Make a template out of cardstock for the egg sections. The template should be symmetrical and in a general egg shape - use our photo for reference. Our template measures 12cm tall and 6cm wide at the widest point. By using these dimensions, the finished egg will measure 8 cm tall and 5 cm wide at the widest point.
Each egg requires 4 egg shaped sections of fabric. We made 12 eggs, so we cut 48 pieces using our template. To cut several pieces of fabric at once, place the pieces together and pin to keep the layers of fabric from shifting while cutting.
Baste both ends of a piece of ribbon onto the top of one piece of fabric per egg – your basting stitch should be a little less than 0.75cm from the raw edge of the fabric. Make sure the ribbon is not twisted and is facing towards the middle of the eggs, with the raw edges aligned.
Take 2 pieces of fabric and place the right sides together. Sew along one side of the egg shape using a 0.75cm seam allowance. Set your stitch length a little smaller than usual and go slow – this will help keep the curves rounded. Repeat with a second set of fabric pieces.
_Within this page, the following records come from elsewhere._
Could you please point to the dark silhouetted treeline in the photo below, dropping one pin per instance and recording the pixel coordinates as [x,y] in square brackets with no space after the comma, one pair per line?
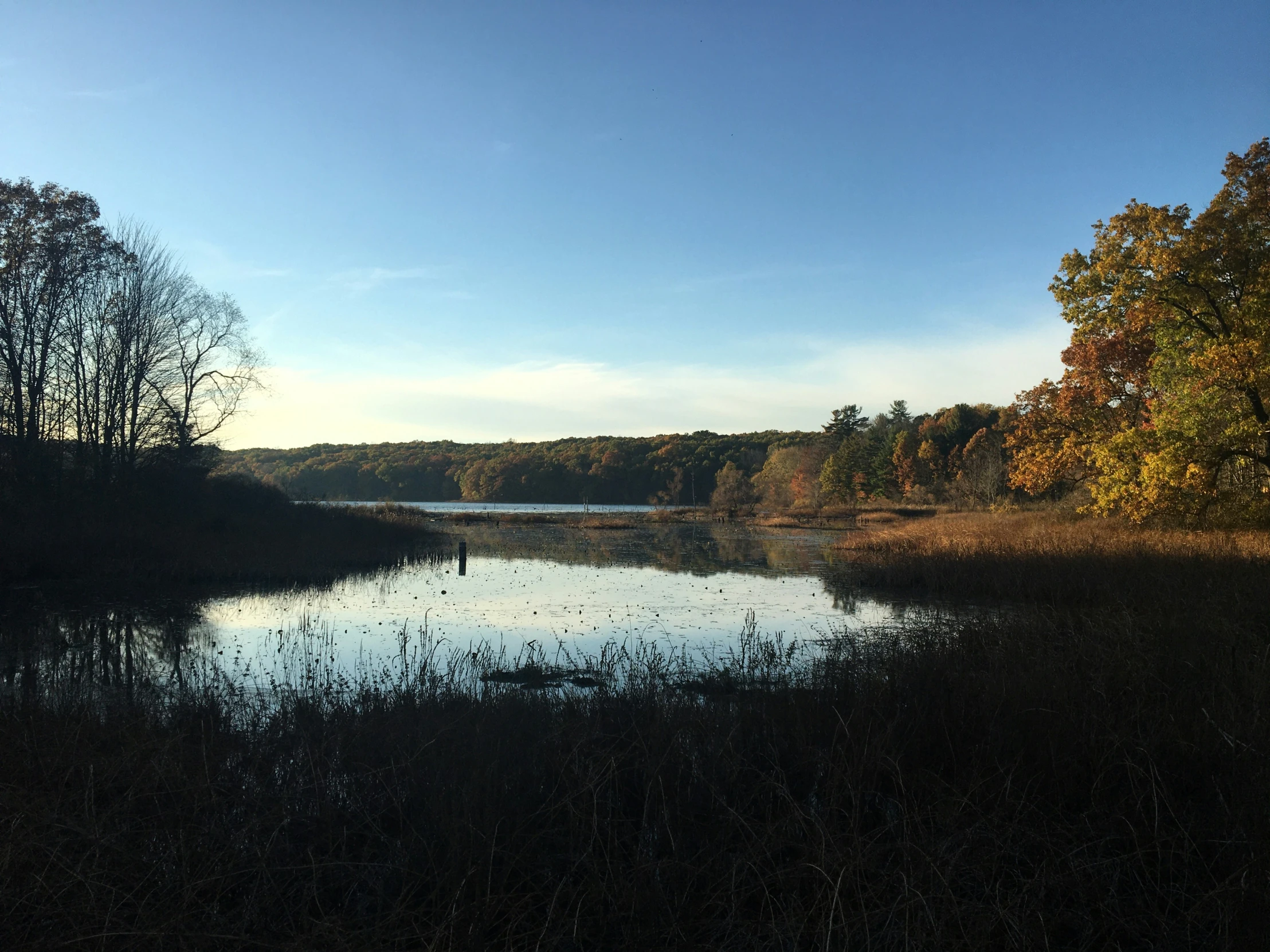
[676,469]
[954,454]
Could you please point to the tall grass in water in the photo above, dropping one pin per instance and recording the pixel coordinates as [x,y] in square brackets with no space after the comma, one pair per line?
[1021,781]
[1067,562]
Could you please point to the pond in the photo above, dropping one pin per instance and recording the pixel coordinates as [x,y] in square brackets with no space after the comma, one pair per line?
[559,587]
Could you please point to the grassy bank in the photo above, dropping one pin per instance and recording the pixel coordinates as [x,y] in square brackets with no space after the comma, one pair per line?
[1085,771]
[1072,564]
[196,531]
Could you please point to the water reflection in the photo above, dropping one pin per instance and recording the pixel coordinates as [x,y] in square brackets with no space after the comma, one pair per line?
[512,585]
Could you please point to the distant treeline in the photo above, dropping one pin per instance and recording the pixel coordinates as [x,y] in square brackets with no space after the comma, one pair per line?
[606,470]
[892,456]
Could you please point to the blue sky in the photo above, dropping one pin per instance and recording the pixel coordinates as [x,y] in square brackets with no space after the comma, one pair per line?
[489,221]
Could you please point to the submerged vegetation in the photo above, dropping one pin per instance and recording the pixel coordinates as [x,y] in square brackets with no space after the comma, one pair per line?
[1083,771]
[1061,742]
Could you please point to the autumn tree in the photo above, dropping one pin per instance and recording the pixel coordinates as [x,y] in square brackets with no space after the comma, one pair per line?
[733,493]
[1163,407]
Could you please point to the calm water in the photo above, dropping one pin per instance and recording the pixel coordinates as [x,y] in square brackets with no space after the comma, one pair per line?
[681,585]
[514,508]
[549,584]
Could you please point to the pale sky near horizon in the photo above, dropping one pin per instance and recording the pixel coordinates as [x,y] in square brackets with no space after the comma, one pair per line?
[519,220]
You will now have 2 pieces, each containing 2 sewn-together egg sections.
Align the two pieces so that the right sides are together and the seams match.
Sew the 2 pieces together around the entire outside edge, leaving a turning gap of 2-3cm. It’s a good idea to place the turning gap in the middle of the seam so that the ends are nicely curved when finished. Check that your ribbon is not caught in your seam, and don’t forget to backstitch before and after your turning gap.
Turn the eggs the right way out through your turning gap. Use a blunt pencil or your fingers to poke out any stubborn parts if necessary! Fill the eggs with fiber fill. Use your finger or a blunt pencil to push the stuffing through the turning gap and move it around so that the egg is evenly filled.
Tuck in the fabric at the turning gap and stitch closed using a ladder stitch.